Bree Munro

Personal information
- Nationality: Australian
- Born: 12 May 1981 (age 45) Melbourne, Australia
- Height: 162 cm (64 in) (2010)
- Weight: 62 kg (137 lb) (2010)

Sport
- Country: Australia
- Sport: Freestyle Skiing
- Event: Aerials
- Club: Team Buller
- Coached by: Christian Kaufmann

Achievements and titles
- Olympic finals: 2010 Winter Olympics

= Bree Munro =

Australian freestyle skier

Bree Munro (born 12 May 1981) is an Australian aerial freestyle skier. She went to high school and university in Victoria and was involved in competitive gymnastics prior to taking up skiing in 2002. Her first appearance on the Australian national team was at Mt Buller hosted 2002 World Cup. She was in the running but did not make the Australian 2006 Winter Olympics team. An injury while training for the 2006/2007 World Cup season resulted in not competing for nearly two years. She competed at the 2010 Winter Olympics in freestyle skiing in the aerials event, where she finished 18th and did not qualify for the finals.

==Personal==
Munro was born in Melbourne on 12 May 1981, and lived in Blackburn, Victoria in 2010. She is 162 cm tall, weighs 62 kg and has pierced ears.
Her aunt is Jo Hall, a Channel Nine newsreader. Prior to participating in skiing, she was a competitive gymnast. Competing at the China National Gymnastics titles, she finished third in the bars.

Munro attended Kilbreda College in Mentone, Victoria where she earned her Victorian Certificate of Education. In 2010, she was attending Australian Catholic University, Melbourne where she was pursuing a degree in exercise science.

== Freestyle skiing ==
Munro has been affiliated with the Australian Institute of Sport, Victorian Institute of Sport and the Australian Olympic Winter Institute. Her primary skiing training base is in Switzerland with a secondary base in Mt Buller, Australia. She was coached by Christian Kaufmann in 2010.
She is a member of the Team Buller skiing club. As a result of skiing, she has had to have a knee reconstruction, injured her neck and hurt ribs. In her ski career, she has dealt with extreme temperatures of -40 Celsius.

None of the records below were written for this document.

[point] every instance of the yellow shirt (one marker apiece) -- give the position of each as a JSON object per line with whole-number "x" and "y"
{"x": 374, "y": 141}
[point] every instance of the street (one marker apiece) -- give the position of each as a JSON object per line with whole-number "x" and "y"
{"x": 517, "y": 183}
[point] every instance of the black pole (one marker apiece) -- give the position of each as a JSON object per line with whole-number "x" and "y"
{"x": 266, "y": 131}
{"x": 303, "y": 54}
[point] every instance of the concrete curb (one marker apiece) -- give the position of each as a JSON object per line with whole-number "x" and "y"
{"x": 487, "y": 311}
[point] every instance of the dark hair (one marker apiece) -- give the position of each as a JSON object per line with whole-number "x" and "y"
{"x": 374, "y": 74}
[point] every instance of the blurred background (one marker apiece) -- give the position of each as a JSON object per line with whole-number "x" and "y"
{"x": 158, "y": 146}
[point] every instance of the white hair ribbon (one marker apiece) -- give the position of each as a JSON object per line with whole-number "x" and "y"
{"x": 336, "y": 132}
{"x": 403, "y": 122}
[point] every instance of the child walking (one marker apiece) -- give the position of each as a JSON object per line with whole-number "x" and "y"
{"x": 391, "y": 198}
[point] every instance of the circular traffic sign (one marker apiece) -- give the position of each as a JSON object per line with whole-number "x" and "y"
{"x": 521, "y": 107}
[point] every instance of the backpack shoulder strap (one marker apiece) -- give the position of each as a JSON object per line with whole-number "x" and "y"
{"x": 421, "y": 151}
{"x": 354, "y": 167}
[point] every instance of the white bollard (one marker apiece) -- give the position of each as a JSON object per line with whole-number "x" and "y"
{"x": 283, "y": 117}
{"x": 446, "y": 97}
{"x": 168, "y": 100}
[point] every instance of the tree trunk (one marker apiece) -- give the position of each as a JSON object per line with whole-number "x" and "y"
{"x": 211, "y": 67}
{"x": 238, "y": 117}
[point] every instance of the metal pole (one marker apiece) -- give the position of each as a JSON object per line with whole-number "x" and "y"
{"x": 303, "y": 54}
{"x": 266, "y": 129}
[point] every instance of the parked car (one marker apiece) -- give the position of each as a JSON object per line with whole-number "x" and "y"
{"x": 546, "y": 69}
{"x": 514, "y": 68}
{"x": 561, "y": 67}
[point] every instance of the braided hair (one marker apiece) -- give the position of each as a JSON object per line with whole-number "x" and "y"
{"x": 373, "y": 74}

Munro took up freestyle skiing in 2002. Her first appearance on the Australian national team was at Mt Buller hosted 2002 World Cup. She injured herself neck at an Australian skiing competition and missed most of the 2002/2003 ski season as a result. She started the 2003/2004 ski season by competing at two events in Australia. During the 2004/2005 ski season, she competed overseas for the first time. During the 2005/2006 season, she landed her first competition triple twisting double somersault. She ended the season ranked eighth. She was in the running to go to the 2006 Winter Olympics but Jacqui Cooper was chosen ahead of her on the Australian team. In December 2006, she finished 11th at a competition in Changchun. She then finished 12th at a competition at Deer Valley in January 2007. While skiing at Apex Mountain in preparation for the 2006/2007 World Cup season, she injured her knee. As a result, she missed most of that ski season and the 2007/2008 season. She finished 9th at the 2009 World Ski Championships held in Inawashiro, Japan.
She finished 6th and 18th at the 2009 World Cup held in Changchun, China. She finished 20th at the 2010 World Cup held in Deer Valley. She finished 22nd at the 2010 World Cup held in Calgary, Canada. In the lead up to the Olympics, she finished fourth at the 2010 World Cup in Lake Placid. She finished 9th at the 2010 World Cup held in Mont Gabriel, Canada. She competed at the 2010 Winter Olympics in freestyle skiing in the aerials event. The Games were her first. She finished 18th overall with a combined run score of 143.46. She had a score of 74.37 after her first jump, and was 17th place. Her second run had a score of 69.09, where she finished 16th for the run. These scores were not good enough to qualify her for the event finals.